En 1952, l’écrivain américain John Steinbeck a séjourné à Poligny, dans le quartier de Charcigny. Il a rendu compte de son expérience dans une revue américaine.
John Steinbeck (1902-1968) est l’une des figures majeures de la littérature américaine contemporaine. Prix Nobel de littérature en 1962, il est notamment l’auteur des Raisins de la colère (1939), lauréat du prix Pulitzer.
C’est Louis Gibey, professeur d’anglais au collège Jules Grévy, qui lui avait consacré un mémoire universitaire, qui est à l’origine de sa venue à Poligny, dans sa maison familiale sise au 60, rue Jean Jaurès, au cœur du quartier de Charcigny.
De ses trois jours passés à Poligny au printemps 1952, Steinbeck rend compte dans un article publié le 30 août 1952 dans l’hebdomadaire américain Collier’s et intitulé « The Soul and Guts of France » (« L’Âme et les Tripes de la France »).
« L’âme et les tripes de la France », les « paysans, vignerons, enseignants et enfants du petit village de Poligny » en constituent le prototype, des « paysans individualistes, qui, un temps, ont terrorisé les Allemands ».
Steinbeck décrit un quartier rustique, aux rues « grouillant d’enfants, de chiens, et matin et soir de vaches allant ou revenant de leur pâturage ». Les enfants vont pieds nus, les animaux s’invitent parfois dans les maisons, des maisons au confort élémentaire et qui ignorent la plomberie.

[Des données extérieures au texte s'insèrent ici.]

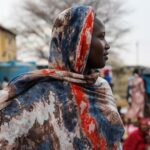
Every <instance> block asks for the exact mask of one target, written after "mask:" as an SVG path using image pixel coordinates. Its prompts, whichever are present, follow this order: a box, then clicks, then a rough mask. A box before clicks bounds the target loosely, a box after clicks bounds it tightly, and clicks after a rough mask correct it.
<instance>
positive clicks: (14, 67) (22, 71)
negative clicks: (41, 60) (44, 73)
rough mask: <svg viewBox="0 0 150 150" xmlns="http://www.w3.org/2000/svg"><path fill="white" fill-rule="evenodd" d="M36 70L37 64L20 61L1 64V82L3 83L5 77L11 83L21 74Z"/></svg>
mask: <svg viewBox="0 0 150 150" xmlns="http://www.w3.org/2000/svg"><path fill="white" fill-rule="evenodd" d="M35 69H36V63H34V62H31V63H23V62H18V61H8V62H1V63H0V82H3V79H4V77H7V78H8V80H9V81H10V80H11V79H12V78H14V77H16V76H18V75H19V74H22V73H25V72H29V71H32V70H35Z"/></svg>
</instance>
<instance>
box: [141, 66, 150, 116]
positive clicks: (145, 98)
mask: <svg viewBox="0 0 150 150" xmlns="http://www.w3.org/2000/svg"><path fill="white" fill-rule="evenodd" d="M142 78H143V80H144V86H145V109H144V115H145V116H147V117H148V116H150V69H147V68H146V69H144V70H143V72H142Z"/></svg>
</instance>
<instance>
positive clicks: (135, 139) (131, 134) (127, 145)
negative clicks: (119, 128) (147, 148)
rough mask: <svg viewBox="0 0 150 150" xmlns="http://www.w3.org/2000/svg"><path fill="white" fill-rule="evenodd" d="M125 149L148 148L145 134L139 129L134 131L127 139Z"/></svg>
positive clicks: (141, 149) (131, 133) (130, 134)
mask: <svg viewBox="0 0 150 150" xmlns="http://www.w3.org/2000/svg"><path fill="white" fill-rule="evenodd" d="M123 150H146V142H145V139H144V134H143V133H142V131H140V130H139V129H138V130H136V131H134V132H132V133H131V134H130V135H129V137H128V138H127V139H126V140H125V142H124V145H123Z"/></svg>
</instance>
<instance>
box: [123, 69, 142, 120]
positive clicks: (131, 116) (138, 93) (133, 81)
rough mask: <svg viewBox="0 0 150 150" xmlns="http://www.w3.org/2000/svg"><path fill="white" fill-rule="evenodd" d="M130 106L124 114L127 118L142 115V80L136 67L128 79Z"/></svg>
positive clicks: (130, 118) (135, 117)
mask: <svg viewBox="0 0 150 150" xmlns="http://www.w3.org/2000/svg"><path fill="white" fill-rule="evenodd" d="M129 85H130V96H131V106H130V107H129V110H128V112H127V114H126V116H127V118H130V119H133V118H137V117H143V115H144V96H145V90H144V82H143V79H142V78H141V77H140V75H139V71H138V69H135V70H134V71H133V76H132V78H131V79H130V80H129Z"/></svg>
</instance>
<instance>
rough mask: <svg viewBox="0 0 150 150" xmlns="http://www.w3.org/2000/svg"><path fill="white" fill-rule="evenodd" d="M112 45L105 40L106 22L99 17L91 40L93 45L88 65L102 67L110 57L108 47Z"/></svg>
mask: <svg viewBox="0 0 150 150" xmlns="http://www.w3.org/2000/svg"><path fill="white" fill-rule="evenodd" d="M109 48H110V46H109V45H108V43H107V41H106V40H105V27H104V24H103V23H102V22H101V21H100V20H99V19H97V18H95V21H94V28H93V34H92V40H91V47H90V53H89V58H88V62H87V66H88V68H90V69H92V68H93V69H94V68H102V67H104V66H105V63H106V61H107V59H108V49H109Z"/></svg>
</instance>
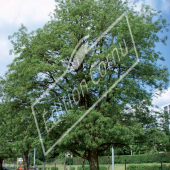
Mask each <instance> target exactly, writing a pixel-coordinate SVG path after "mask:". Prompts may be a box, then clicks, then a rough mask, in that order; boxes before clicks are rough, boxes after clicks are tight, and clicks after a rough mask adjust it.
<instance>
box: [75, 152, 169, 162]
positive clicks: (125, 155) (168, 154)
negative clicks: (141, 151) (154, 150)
mask: <svg viewBox="0 0 170 170" xmlns="http://www.w3.org/2000/svg"><path fill="white" fill-rule="evenodd" d="M161 158H162V162H164V163H169V160H170V153H160V154H158V153H157V154H156V153H154V154H141V155H124V156H123V155H121V156H117V155H115V156H114V162H115V163H116V164H124V163H125V159H126V163H127V164H140V163H154V162H157V163H160V162H161ZM82 163H83V159H82V158H73V165H82ZM109 163H110V164H112V157H111V156H110V161H109ZM88 164H89V163H88V161H85V165H88ZM99 164H100V165H106V164H108V157H107V156H101V157H99Z"/></svg>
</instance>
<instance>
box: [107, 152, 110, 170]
mask: <svg viewBox="0 0 170 170" xmlns="http://www.w3.org/2000/svg"><path fill="white" fill-rule="evenodd" d="M109 168H110V159H109V154H108V167H107V170H109Z"/></svg>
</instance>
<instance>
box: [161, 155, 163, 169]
mask: <svg viewBox="0 0 170 170" xmlns="http://www.w3.org/2000/svg"><path fill="white" fill-rule="evenodd" d="M161 170H163V167H162V158H161Z"/></svg>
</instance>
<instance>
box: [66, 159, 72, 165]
mask: <svg viewBox="0 0 170 170" xmlns="http://www.w3.org/2000/svg"><path fill="white" fill-rule="evenodd" d="M70 164H71V165H73V158H70V157H68V158H67V159H66V165H70Z"/></svg>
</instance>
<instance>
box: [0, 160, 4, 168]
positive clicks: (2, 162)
mask: <svg viewBox="0 0 170 170" xmlns="http://www.w3.org/2000/svg"><path fill="white" fill-rule="evenodd" d="M2 163H3V158H0V170H2Z"/></svg>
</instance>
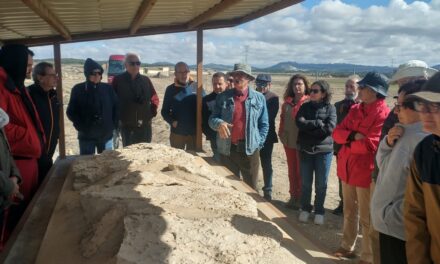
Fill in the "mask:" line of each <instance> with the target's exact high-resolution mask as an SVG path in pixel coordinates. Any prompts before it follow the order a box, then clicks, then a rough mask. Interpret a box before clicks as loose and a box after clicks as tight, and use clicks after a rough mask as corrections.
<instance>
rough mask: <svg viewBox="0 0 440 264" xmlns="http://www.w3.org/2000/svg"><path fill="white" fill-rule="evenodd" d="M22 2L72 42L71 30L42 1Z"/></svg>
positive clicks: (44, 20)
mask: <svg viewBox="0 0 440 264" xmlns="http://www.w3.org/2000/svg"><path fill="white" fill-rule="evenodd" d="M22 2H23V3H24V4H25V5H26V6H28V7H29V8H30V9H31V10H32V11H34V12H35V13H36V14H37V15H38V16H39V17H41V18H42V19H43V20H44V21H46V23H47V24H49V25H50V26H51V27H52V28H53V29H55V30H56V31H57V32H58V33H59V34H60V35H61V36H63V38H65V39H67V40H71V39H72V38H71V36H70V33H69V30H67V28H66V26H65V25H64V24H63V23H61V20H60V19H58V17H57V16H56V15H55V14H54V13H53V12H52V10H50V9H49V8H48V7H47V6H46V5H45V4H44V3H43V2H42V1H41V0H22Z"/></svg>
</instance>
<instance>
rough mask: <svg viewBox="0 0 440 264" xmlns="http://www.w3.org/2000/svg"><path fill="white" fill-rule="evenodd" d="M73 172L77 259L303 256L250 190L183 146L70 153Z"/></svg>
mask: <svg viewBox="0 0 440 264" xmlns="http://www.w3.org/2000/svg"><path fill="white" fill-rule="evenodd" d="M72 176H73V181H72V188H73V192H72V194H71V195H70V197H77V198H76V199H77V201H78V202H77V204H78V205H77V207H78V208H77V209H79V210H77V212H78V213H75V215H76V216H75V217H81V219H83V220H82V221H79V222H80V225H83V226H82V227H81V228H78V229H76V230H82V231H79V232H81V234H79V241H78V243H77V245H78V248H77V249H76V250H77V251H78V252H80V254H81V262H82V263H97V262H99V263H179V264H180V263H203V264H206V263H271V264H272V263H303V261H301V260H299V259H297V258H296V257H295V256H294V255H293V254H292V253H291V251H289V250H288V248H287V247H286V245H284V243H283V235H282V232H281V231H280V230H279V229H278V227H277V226H275V225H273V224H272V223H271V222H267V221H264V220H262V219H261V218H259V217H258V212H257V205H256V202H255V201H254V200H253V199H252V198H251V197H249V196H248V195H247V194H245V193H242V192H239V191H236V190H234V189H233V188H232V187H231V185H230V184H229V182H228V181H227V180H226V179H225V178H224V177H223V176H220V175H218V174H217V173H216V172H215V170H214V168H213V167H211V166H210V165H208V164H207V163H206V162H205V161H203V160H202V159H201V158H199V157H195V156H193V155H191V154H188V153H186V152H184V151H182V150H178V149H173V148H171V147H168V146H164V145H160V144H138V145H134V146H131V147H128V148H125V149H121V150H116V151H106V152H104V153H103V154H101V155H96V156H91V157H81V158H79V159H78V160H76V161H75V163H74V165H73V168H72ZM73 200H75V199H73V198H72V201H73ZM71 203H73V202H71ZM71 206H72V205H71ZM72 207H73V206H72ZM66 208H67V209H68V208H69V205H68V204H67V205H65V206H64V207H63V210H67V209H66ZM64 213H66V212H64ZM78 214H80V216H78ZM66 215H69V214H66ZM67 237H68V236H67ZM67 255H68V254H67ZM67 255H66V256H67ZM41 261H42V260H41V259H40V262H41Z"/></svg>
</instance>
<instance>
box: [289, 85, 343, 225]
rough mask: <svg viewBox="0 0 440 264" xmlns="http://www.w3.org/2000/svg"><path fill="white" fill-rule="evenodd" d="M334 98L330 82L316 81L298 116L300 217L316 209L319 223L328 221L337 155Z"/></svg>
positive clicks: (321, 223) (317, 223)
mask: <svg viewBox="0 0 440 264" xmlns="http://www.w3.org/2000/svg"><path fill="white" fill-rule="evenodd" d="M330 100H331V91H330V85H329V84H328V83H327V82H326V81H316V82H314V83H313V84H312V87H311V88H310V101H309V102H306V103H304V104H303V105H302V106H301V107H300V109H299V110H298V114H297V115H296V125H297V126H298V130H299V132H298V140H297V143H298V148H299V151H300V154H299V156H300V162H301V167H300V174H301V181H302V187H301V189H302V194H301V210H302V211H301V213H300V215H299V220H300V221H301V222H307V221H308V218H309V215H310V213H311V211H312V209H314V213H315V220H314V222H315V224H317V225H322V224H324V213H325V211H324V201H325V196H326V193H327V179H328V174H329V172H330V166H331V162H332V157H333V138H332V132H333V129H334V128H335V126H336V108H335V106H334V105H332V104H331V103H330ZM313 174H314V175H313ZM313 176H314V177H313ZM313 178H315V201H314V205H313V206H312V205H311V196H312V183H313Z"/></svg>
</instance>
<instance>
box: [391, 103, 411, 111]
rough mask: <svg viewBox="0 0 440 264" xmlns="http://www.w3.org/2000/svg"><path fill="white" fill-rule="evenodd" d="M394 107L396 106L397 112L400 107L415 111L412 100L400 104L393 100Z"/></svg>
mask: <svg viewBox="0 0 440 264" xmlns="http://www.w3.org/2000/svg"><path fill="white" fill-rule="evenodd" d="M394 107H395V108H396V111H397V112H400V109H402V107H404V108H408V109H411V110H414V111H415V109H414V103H413V102H403V103H401V104H399V103H398V102H395V103H394Z"/></svg>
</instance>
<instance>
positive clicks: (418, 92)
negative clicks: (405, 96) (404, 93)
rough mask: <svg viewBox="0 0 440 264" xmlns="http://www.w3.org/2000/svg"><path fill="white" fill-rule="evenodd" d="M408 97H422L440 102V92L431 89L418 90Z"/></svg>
mask: <svg viewBox="0 0 440 264" xmlns="http://www.w3.org/2000/svg"><path fill="white" fill-rule="evenodd" d="M406 98H408V99H410V98H413V99H422V100H425V101H428V102H431V103H440V93H434V92H429V91H423V92H417V93H413V94H409V95H407V96H406Z"/></svg>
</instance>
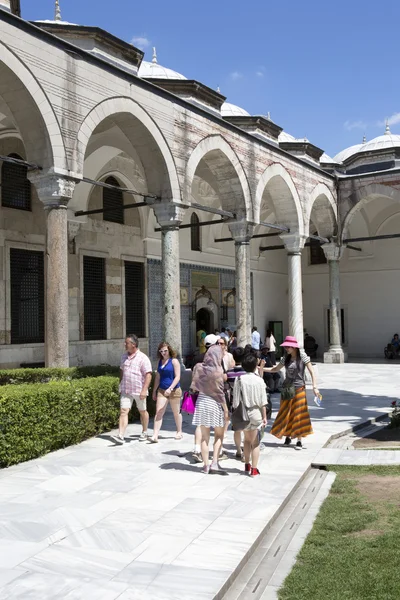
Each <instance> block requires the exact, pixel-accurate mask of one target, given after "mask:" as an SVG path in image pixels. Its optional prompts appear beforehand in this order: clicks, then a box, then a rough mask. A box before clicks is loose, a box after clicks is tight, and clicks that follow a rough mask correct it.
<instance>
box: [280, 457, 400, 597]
mask: <svg viewBox="0 0 400 600" xmlns="http://www.w3.org/2000/svg"><path fill="white" fill-rule="evenodd" d="M330 470H332V471H335V472H336V473H337V477H336V480H335V482H334V484H333V486H332V489H331V492H330V494H329V496H328V498H327V499H326V500H325V502H324V504H323V506H322V508H321V511H320V513H319V514H318V516H317V519H316V521H315V523H314V527H313V529H312V531H311V533H310V534H309V536H308V538H307V540H306V542H305V544H304V546H303V548H302V549H301V551H300V553H299V555H298V558H297V562H296V564H295V566H294V567H293V569H292V571H291V573H290V574H289V576H288V577H287V578H286V580H285V582H284V585H283V587H282V588H281V590H280V591H279V600H399V599H400V467H399V466H395V467H375V466H370V467H338V466H335V467H332V468H330Z"/></svg>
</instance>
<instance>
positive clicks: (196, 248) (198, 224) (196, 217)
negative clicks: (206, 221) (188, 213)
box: [190, 213, 201, 252]
mask: <svg viewBox="0 0 400 600" xmlns="http://www.w3.org/2000/svg"><path fill="white" fill-rule="evenodd" d="M199 223H200V221H199V217H198V216H197V214H196V213H192V216H191V217H190V224H191V225H192V227H191V229H190V245H191V248H192V250H194V251H195V252H201V241H200V225H199Z"/></svg>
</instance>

L’écrivain américain a été mêlé « aux trois activités importantes de la rue de Charcigny, et, sans doute,en fait, de toute la ville de Poligny : le vin, la chasse et la politique ».
Immergé dans un quartier vigneron, Steinbeck décrit avec minutie le cérémonial entourant la dégustation du vin, dont il loue la qualité. Il visite aussi la cave de la coopérative vinicole, dans l’ancienne église des Jacobins.
Il rapporte également la passion des paysans pour la chasse. La naissance du fils d’un chien de chasse de renom attire l’attention de toute la rue, interrompant même une discussion politique.
Car, dans le contexte de la guerre froide, la politique tient une place prééminente dans les conversations.
Il est question du parti communiste, dont la plupart des habitants se sont détournés après la Seconde Guerre mondiale : profondément patriotes, ils ne peuvent cautionner un parti inféodé à une puissance étrangère.
Mais les interlocuteurs de Steinbeck refusent pour autant que le France devienne une colonie américaine, ou d’être entraînés dans une nouvelle guerre par la faute des États-Unis. Certains tiennent même des propos anti-américains, ou se montrent sensibles à la propagande communiste (ainsi de l’usage d’armes biologiques durant la guerre de Corée).
L’écrivain défend quant à lui la mission des États-Unis comme défenseurs du monde libre, rappelant la Libération, mettant en avant la contribution américaine au redressement de la France. Il y oppose les systèmes dictatoriaux imposés dans les pays satellites de l’Union soviétique. Il ne parvient toutefois pas à déterminer s’il est parvenu à convaincre son auditoire.
Traduit en France, l’article suscite la polémique, localement, mais aussi dans la presse nationale. Au-delà de la description de Poligny comme un petit village arriéré et moribond, est dénoncée la partialité de l’article, qui ne rapporte que les propos, sinon de communistes, du moins de paysans aux idées « avancés ». France Dimanche diligente même une contre-enquête.
Pour autant, depuis 2019, une place de Poligny porte le nom de John Steinbeck. Elle fait face à la maison où l’écrivain a séjourné.
Source
- GIROD, Jean-Paul. John Steinbeck à Poligny : L'âme et les tripes de la France. Revue de l’Association de Sauvegarde du patrimoine polinois, 2004, 19, p. 11-23.